When systems crash unexpectedly and users moan that the internet is slow, the next thing that admins often hear is a request for historical statistics that might take half a day to reach baseline, according to SolarWinds vice president of product strategy Craig McDonald.
In a guest post on the Carahsoft Community blog, McDonald offers a few insights on how software monitoring can ensure that systems are optimised and the main mission uninterrupted at such times. It’s all about paying attention to the fundamental concepts of system monitoring.
“If you’ve been part of a federal IT team for longer than 15 minutes, this is ‘situation normal’,” he says. “[Yet] the answer to these challenges lies in monitoring your environment effectively.”
This means that users should know what to look for and where, and how to retrieve it without affecting the monitored system. They also need to know where to store the values, which thresholds indicate a problem, and how to alert the right stakeholders about said problem at the right time. Step one is to familiarise the team with the correct terminology, he says.

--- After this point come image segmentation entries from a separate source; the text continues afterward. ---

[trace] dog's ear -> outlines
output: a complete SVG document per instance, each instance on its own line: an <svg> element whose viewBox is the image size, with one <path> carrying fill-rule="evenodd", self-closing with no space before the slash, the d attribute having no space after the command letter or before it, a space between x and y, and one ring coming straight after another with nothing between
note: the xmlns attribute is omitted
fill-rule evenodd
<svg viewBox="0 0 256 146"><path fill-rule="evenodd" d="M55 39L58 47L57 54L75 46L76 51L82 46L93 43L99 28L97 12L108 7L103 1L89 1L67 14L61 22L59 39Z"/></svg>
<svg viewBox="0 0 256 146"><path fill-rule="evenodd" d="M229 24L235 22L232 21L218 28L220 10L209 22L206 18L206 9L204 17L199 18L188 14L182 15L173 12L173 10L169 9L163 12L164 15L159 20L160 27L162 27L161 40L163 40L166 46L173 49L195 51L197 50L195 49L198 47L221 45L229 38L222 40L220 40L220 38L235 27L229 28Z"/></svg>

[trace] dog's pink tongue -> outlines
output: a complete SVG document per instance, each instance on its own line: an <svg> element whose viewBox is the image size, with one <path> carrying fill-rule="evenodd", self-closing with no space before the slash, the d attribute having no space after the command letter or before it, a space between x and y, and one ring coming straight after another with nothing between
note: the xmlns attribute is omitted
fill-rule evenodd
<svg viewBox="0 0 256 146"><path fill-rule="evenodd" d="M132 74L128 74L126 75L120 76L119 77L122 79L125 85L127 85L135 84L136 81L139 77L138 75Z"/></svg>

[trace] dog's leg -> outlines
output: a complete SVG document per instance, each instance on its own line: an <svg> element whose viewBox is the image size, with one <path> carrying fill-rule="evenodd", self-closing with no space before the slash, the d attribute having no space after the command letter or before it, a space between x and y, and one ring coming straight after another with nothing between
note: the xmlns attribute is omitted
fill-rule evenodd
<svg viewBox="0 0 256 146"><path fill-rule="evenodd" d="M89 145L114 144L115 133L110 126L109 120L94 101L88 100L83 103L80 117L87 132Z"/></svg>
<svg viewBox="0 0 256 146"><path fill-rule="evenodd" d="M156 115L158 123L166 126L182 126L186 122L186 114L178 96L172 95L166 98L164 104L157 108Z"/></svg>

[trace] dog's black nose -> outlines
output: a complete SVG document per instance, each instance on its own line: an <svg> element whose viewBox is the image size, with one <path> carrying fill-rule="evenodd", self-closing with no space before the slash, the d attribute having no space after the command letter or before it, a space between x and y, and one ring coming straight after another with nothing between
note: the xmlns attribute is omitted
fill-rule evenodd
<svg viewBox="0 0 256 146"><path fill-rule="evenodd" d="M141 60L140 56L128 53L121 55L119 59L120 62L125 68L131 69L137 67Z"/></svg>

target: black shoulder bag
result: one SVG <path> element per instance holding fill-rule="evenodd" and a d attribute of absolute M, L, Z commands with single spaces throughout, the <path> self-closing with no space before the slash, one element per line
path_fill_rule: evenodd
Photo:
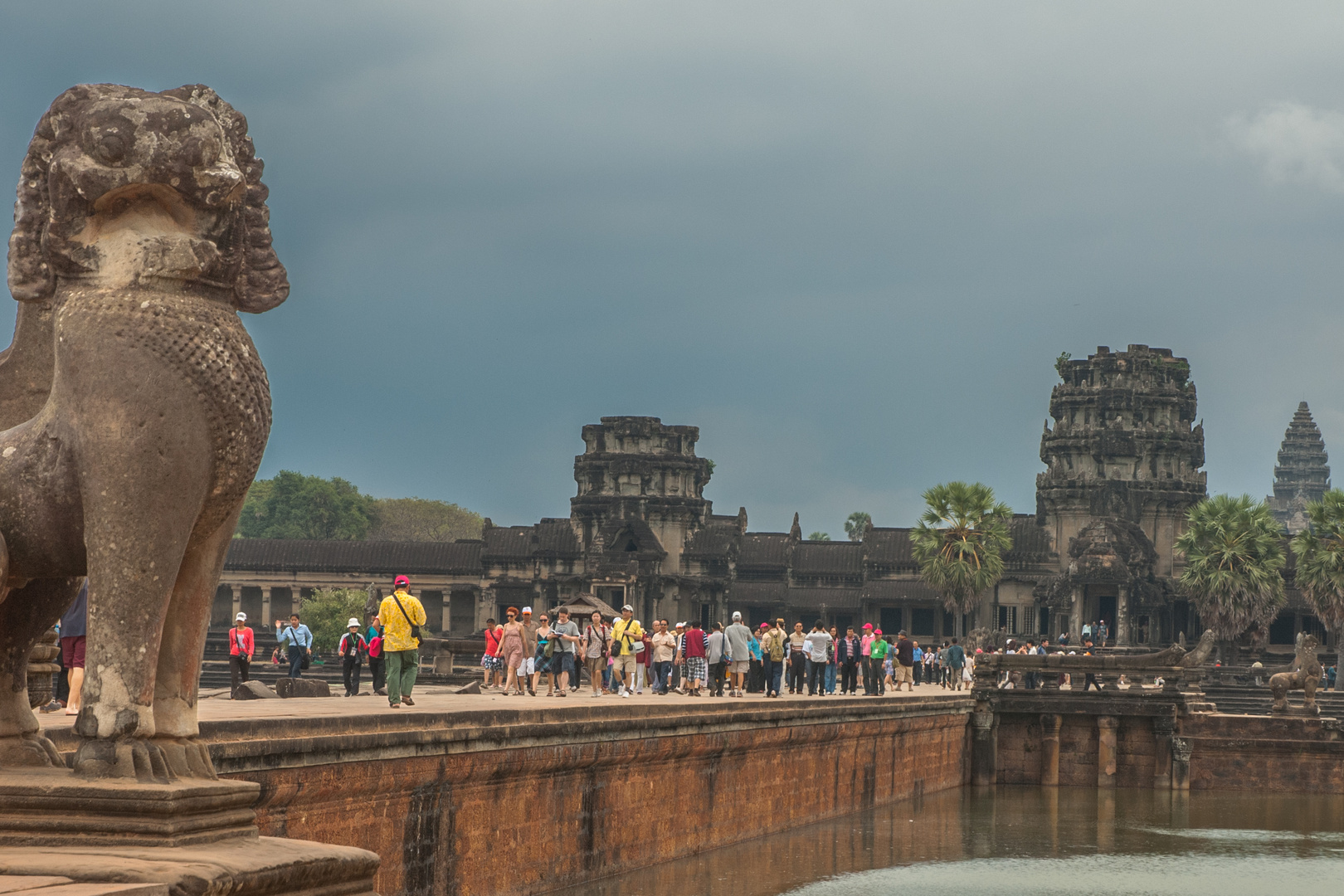
<path fill-rule="evenodd" d="M 418 642 L 421 639 L 421 637 L 419 637 L 419 626 L 415 625 L 414 622 L 411 622 L 411 618 L 406 614 L 406 607 L 402 606 L 402 599 L 396 596 L 395 591 L 392 591 L 392 600 L 396 602 L 396 609 L 402 611 L 403 617 L 406 617 L 406 625 L 409 625 L 411 627 L 411 637 L 415 638 L 417 646 L 418 646 Z"/>

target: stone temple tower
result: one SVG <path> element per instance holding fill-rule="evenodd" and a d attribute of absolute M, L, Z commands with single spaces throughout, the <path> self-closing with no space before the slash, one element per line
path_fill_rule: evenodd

Only then can users address the ‘how’.
McDonald writes: “There are various monitoring techniques, from classic pinging and using the Simple Network Management Protocol (SNMP) to vendor-specific methods. Additionally, some offerings use agents for monitoring while others use agentless technology. None of these are right or wrong; it’s important to choose based on your own system and agency demands.”
The key considerations are ease of deployment, configuration, and maintenance; flexibility; availability of the data to external systems and other modules within the solution once it’s collected; and intelligently filtering alert noise, he says.
“On the one hand, you want to be alerted when an issue occurs. On the other hand, you don’t want to create alert rules capable of drowning you in noise and ultimately masking real issues. Machine learning shows promise in solving this problem,” McDonald adds.